Culture

Cinéma. Les Oscars les plus politiques

Cinéma. Les Oscars les plus politiques de l’Histoire?(Le Courrier International, 27/02/17) – La 89e cérémonie des Oscars a été rythmée par des déclarations engagées et des adresses à la politique controversée du président Donald Trump. Le palmarès, majoritairement partagé entre La La Land et Moonlight, a mis en lumière la volonté d’une plus grande diversité à Hollywood.

“Je voudrais remercier le président Trump. Vous vous souvenez, l’année dernière, quand on avait l’impression que les Oscars étaient racistes ?” a lancé Jimmy Kimmel dans son discours d’ouverture de la 89e cérémonie des Oscars. L’animateur star de la chaîne ABC, en charge de la présentation de cette nouvelle édition, faisait référence à la polémique #OscarsSoWhite (“des Oscars tellement blancs”) qui avait éclaté en 2015 face au manque de diversité à Hollywood. Ce dimanche 26 février au Dolby Theater, toutes les critiques étaient dirigées vers la politique anti-immigration controversée de Trump.

Des discours politisés

Pour Variety, “il était attendu” que les lauréats appelés à venir chercher leur statuette sur scène s’adressent à Donald Trump. “On ignorait en revanche à quel point il serait visé” au cours de cette cérémonie, dont le ton aura été pour le moins lourd et engagé.

Ainsi, l’acteur Gael Garcia Bernal, venu remettre une récompense, en a profité pour rappeler qu’il était “un travailleur immigré, un Mexicain, un être humain” et que, dès lors, il était “contre tous les murs”. Ensuite, c’est le réalisateur Rich Moore (Oscar du meilleur film d’animation pour Zootopia), qui s’est dit heureux qu’il soit encore possible d’être récompensé pour un film prônant que “la tolérance est beaucoup plus forte que la peur de l’autre”.

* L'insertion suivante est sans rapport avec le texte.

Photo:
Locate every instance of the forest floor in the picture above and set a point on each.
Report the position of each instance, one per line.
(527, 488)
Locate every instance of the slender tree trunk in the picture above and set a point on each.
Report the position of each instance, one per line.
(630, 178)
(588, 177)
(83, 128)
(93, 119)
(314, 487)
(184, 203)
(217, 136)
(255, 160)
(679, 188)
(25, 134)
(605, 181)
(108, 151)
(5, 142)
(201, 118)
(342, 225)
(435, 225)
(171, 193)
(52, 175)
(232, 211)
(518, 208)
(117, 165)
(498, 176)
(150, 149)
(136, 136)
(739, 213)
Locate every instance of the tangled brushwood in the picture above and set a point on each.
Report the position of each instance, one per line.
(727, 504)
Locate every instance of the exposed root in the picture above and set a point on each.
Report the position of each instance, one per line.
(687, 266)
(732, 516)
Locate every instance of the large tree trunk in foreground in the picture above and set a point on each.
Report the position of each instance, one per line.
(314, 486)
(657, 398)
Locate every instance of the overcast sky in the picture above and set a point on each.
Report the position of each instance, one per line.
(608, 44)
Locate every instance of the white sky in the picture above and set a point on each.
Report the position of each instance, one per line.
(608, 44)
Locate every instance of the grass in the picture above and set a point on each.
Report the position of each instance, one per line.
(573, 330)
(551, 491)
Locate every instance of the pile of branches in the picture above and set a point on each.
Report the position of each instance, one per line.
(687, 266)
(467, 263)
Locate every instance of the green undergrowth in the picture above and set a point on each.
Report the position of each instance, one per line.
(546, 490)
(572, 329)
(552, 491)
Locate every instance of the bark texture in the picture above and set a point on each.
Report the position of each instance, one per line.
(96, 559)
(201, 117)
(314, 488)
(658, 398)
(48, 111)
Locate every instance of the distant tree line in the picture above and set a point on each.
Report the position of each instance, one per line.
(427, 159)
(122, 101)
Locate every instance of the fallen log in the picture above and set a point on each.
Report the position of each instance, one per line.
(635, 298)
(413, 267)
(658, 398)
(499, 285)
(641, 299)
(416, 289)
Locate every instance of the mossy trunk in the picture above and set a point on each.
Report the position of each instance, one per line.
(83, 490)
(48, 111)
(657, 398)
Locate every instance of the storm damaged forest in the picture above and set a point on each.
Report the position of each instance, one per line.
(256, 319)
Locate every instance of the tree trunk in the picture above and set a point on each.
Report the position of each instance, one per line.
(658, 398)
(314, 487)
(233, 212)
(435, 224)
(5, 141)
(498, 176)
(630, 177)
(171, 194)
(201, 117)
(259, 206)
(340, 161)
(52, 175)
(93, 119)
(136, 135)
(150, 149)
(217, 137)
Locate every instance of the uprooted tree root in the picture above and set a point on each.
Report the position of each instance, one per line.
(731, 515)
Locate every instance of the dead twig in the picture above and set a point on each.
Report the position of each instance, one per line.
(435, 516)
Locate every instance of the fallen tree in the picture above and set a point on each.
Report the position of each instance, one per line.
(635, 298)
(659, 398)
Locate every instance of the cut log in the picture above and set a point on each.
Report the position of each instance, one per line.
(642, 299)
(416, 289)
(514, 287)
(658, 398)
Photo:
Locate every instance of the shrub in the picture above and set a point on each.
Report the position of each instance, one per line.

Selon le magazine, le moment politique le plus fort aura été sans conteste la remise du prix du meilleur film étranger au cinéaste iranien Asghar Faradi pour Le Client. Ce dernier avait failli être dans l’impossibilité d’assister à la cérémonie à cause du “Muslim Ban” lancé par Trump en janvier dernier (l’interdiction d’accès au territoire américain pour les ressortissants de sept pays à majorité musulmane). Finalement, le décret a été suspendu par la Justice, mais le réalisateur a choisi de boycotter la cérémonie et de faire lire son discours qui qualifiait “d’inhumaine” la politique de Trump. “Diviser le monde entre ‘nous’ et ‘nos ennemis’, c’est créer de la peur et une justification malhonnête de l’agressivité et de la guerre”, a-t-il lancé dans sa déclaration. “Je suis absent par respect pour mon pays et les autres nations qui ont été insultées.”

“Trump n’a peut-être pas regardé les Oscars mais il était bien présent ce soir”, ajoute Variety, qui se demande si ce n’étaient pas “les Oscars les plus politiques de l’Histoire”.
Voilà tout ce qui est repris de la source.